There exists a wide variety of lasers covering the spectral range from the far- infrared to ultraviolet. In the infrared, the Carbon Dioxide (CO2) laser operating wavelength of 10.6 µm seems a particularly desirable one because of the high operating efficiency of such lasers and their spectral purity. On the receiver side we are not restricted to CO2 lasers, and for space-deployed purposes it would be preferable to use semiconductor lasers.
In the visible region, there is a large wide choice of wavelengths and suitable lasers. It is not presently clear whether there is a "magic" wavelength or frequency that would be favored by alien transmitters. The fact that the quantum efficiencies of terrestrial photodetectors drop of drastically in the blue region of the spectrum suggests that we concentrate our "search" in the green to red region of the spectrum. On the receiver side, Dye lasers may be highly favored for their wide tuning range. It is not necessary that the local oscillator laser should be of the same type as that used for the transmitter - this would be unnecessarily restrictive when only a few tens to hundreds of milliwatts are required for the local oscillator. If one wanted to deploy a wide optical bandwidth heterodyne receiver in space, a Dye laser would be a very good candidate. Otherwise we would require many different types of laser to cover most of the visible spectrum.

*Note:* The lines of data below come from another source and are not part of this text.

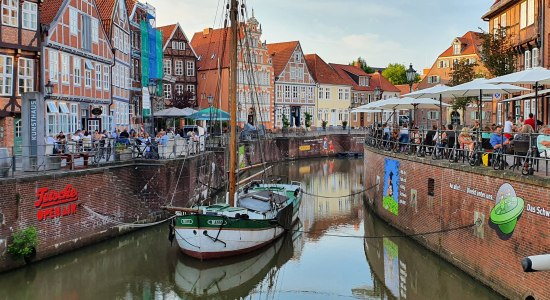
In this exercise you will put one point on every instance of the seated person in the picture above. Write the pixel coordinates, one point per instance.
(465, 140)
(499, 141)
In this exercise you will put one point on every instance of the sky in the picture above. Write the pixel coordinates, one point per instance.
(380, 31)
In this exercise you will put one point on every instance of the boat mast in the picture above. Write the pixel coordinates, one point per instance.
(233, 13)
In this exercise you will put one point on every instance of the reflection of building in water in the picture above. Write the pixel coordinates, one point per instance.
(402, 269)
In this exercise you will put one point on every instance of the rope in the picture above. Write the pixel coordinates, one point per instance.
(338, 197)
(133, 225)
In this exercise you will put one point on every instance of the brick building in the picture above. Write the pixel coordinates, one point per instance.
(19, 65)
(180, 67)
(255, 71)
(77, 59)
(294, 85)
(114, 18)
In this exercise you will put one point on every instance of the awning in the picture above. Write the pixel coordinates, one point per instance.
(528, 96)
(63, 107)
(52, 107)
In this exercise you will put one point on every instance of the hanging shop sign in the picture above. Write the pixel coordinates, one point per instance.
(54, 204)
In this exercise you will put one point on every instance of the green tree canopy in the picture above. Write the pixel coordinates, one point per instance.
(497, 53)
(397, 74)
(362, 64)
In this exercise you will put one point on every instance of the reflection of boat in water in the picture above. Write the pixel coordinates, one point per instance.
(234, 277)
(402, 269)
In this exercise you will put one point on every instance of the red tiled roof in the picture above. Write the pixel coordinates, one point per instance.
(322, 72)
(49, 10)
(167, 32)
(280, 55)
(378, 80)
(209, 47)
(130, 6)
(106, 8)
(345, 70)
(470, 43)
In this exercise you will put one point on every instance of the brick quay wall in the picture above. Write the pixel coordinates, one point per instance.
(428, 196)
(64, 205)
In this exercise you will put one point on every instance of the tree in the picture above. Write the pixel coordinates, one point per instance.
(362, 63)
(497, 53)
(397, 74)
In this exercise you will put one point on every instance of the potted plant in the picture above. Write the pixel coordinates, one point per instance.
(23, 244)
(344, 124)
(307, 121)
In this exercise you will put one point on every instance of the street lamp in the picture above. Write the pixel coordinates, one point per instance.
(210, 101)
(411, 75)
(153, 88)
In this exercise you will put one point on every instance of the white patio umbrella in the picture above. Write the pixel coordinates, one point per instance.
(477, 87)
(434, 91)
(536, 76)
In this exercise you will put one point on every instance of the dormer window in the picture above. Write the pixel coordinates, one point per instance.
(457, 48)
(363, 80)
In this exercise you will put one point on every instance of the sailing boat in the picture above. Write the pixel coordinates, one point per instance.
(253, 216)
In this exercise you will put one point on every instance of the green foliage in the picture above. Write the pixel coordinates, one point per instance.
(397, 74)
(497, 53)
(23, 243)
(307, 119)
(286, 123)
(362, 64)
(463, 71)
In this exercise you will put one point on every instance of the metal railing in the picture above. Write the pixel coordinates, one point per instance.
(523, 154)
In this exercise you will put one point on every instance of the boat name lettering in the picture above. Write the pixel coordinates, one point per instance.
(216, 222)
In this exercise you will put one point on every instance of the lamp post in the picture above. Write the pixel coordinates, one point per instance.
(377, 96)
(411, 74)
(153, 88)
(210, 101)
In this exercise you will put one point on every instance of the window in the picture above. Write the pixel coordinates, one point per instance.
(98, 78)
(457, 48)
(9, 12)
(77, 71)
(527, 13)
(167, 91)
(167, 67)
(535, 57)
(73, 21)
(179, 89)
(53, 62)
(6, 75)
(106, 81)
(95, 31)
(29, 15)
(65, 67)
(190, 68)
(88, 77)
(191, 89)
(179, 67)
(26, 75)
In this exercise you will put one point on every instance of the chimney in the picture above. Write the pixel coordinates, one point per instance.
(206, 31)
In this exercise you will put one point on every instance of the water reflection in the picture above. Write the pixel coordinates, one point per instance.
(316, 264)
(403, 270)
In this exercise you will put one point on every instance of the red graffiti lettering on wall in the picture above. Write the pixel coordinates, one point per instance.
(46, 198)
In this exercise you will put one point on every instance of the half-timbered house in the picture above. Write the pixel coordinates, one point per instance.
(77, 59)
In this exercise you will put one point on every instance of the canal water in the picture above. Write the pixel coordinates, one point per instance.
(325, 257)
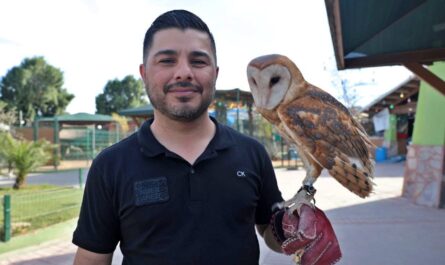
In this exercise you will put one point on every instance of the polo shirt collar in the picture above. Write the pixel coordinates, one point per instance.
(222, 139)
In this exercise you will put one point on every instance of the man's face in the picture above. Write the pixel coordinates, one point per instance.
(180, 73)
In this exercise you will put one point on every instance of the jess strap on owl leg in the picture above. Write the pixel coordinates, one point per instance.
(309, 236)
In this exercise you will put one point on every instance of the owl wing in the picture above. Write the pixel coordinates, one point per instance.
(326, 131)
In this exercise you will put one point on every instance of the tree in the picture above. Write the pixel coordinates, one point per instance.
(7, 117)
(25, 156)
(120, 94)
(35, 87)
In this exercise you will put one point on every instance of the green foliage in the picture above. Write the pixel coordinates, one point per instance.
(6, 146)
(24, 156)
(38, 206)
(7, 117)
(120, 94)
(35, 87)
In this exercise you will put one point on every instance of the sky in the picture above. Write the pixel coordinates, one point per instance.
(94, 41)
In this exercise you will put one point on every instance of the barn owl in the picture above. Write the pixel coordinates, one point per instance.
(324, 132)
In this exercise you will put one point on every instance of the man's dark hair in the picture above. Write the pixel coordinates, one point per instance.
(181, 19)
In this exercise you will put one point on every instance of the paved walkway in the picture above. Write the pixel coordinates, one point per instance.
(382, 229)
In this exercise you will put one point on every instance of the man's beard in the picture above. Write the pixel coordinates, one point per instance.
(183, 113)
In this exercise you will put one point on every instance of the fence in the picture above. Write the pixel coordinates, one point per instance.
(23, 212)
(84, 143)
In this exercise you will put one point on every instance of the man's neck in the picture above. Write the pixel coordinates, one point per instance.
(187, 139)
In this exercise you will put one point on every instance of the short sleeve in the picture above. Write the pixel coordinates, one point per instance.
(98, 225)
(270, 194)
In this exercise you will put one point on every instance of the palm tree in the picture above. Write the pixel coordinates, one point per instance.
(26, 156)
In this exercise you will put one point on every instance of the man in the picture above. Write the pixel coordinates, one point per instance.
(183, 189)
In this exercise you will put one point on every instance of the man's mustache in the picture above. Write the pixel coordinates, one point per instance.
(167, 88)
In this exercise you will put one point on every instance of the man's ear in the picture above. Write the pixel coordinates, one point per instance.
(142, 71)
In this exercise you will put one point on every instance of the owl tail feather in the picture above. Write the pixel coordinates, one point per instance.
(355, 179)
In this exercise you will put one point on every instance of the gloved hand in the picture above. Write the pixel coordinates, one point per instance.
(309, 236)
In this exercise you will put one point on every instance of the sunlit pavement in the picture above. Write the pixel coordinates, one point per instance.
(382, 229)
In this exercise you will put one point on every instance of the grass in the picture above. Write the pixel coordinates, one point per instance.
(39, 206)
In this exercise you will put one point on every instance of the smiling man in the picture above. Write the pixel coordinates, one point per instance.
(184, 189)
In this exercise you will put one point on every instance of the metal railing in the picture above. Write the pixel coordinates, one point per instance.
(24, 212)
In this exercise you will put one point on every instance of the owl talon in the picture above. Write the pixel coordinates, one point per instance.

In order to put out very high mean optical powers, we should consider that the laser transmitter is likely to be solar or nuclear pumped. The laser oscillator itself might not be of very high power - a high power quantum amplifier or a series of quantum amplifiers may be used instead.
Chemical lasers can put out a lot of power and Hexafluoride-type lasers would have considerable potential in this area. Solid state Nd:YAG lasers have reasonable efficiencies, spectral characteristics and beam shape, 1.06 µm or its 530 nm would be a reasonable operational wavelength.
The ease by which it is possible to frequency-modulate lasers might indicate a preference for frequency modulation, particularly if high EIRP's and bandwidths can be sustained over hundreds of light years. If quantum amplifier systems are employed with low-power laser oscillators, it is relatively simple to get a small low-power inter-cavity phase modulator to frequency-modulate the transmitted beam.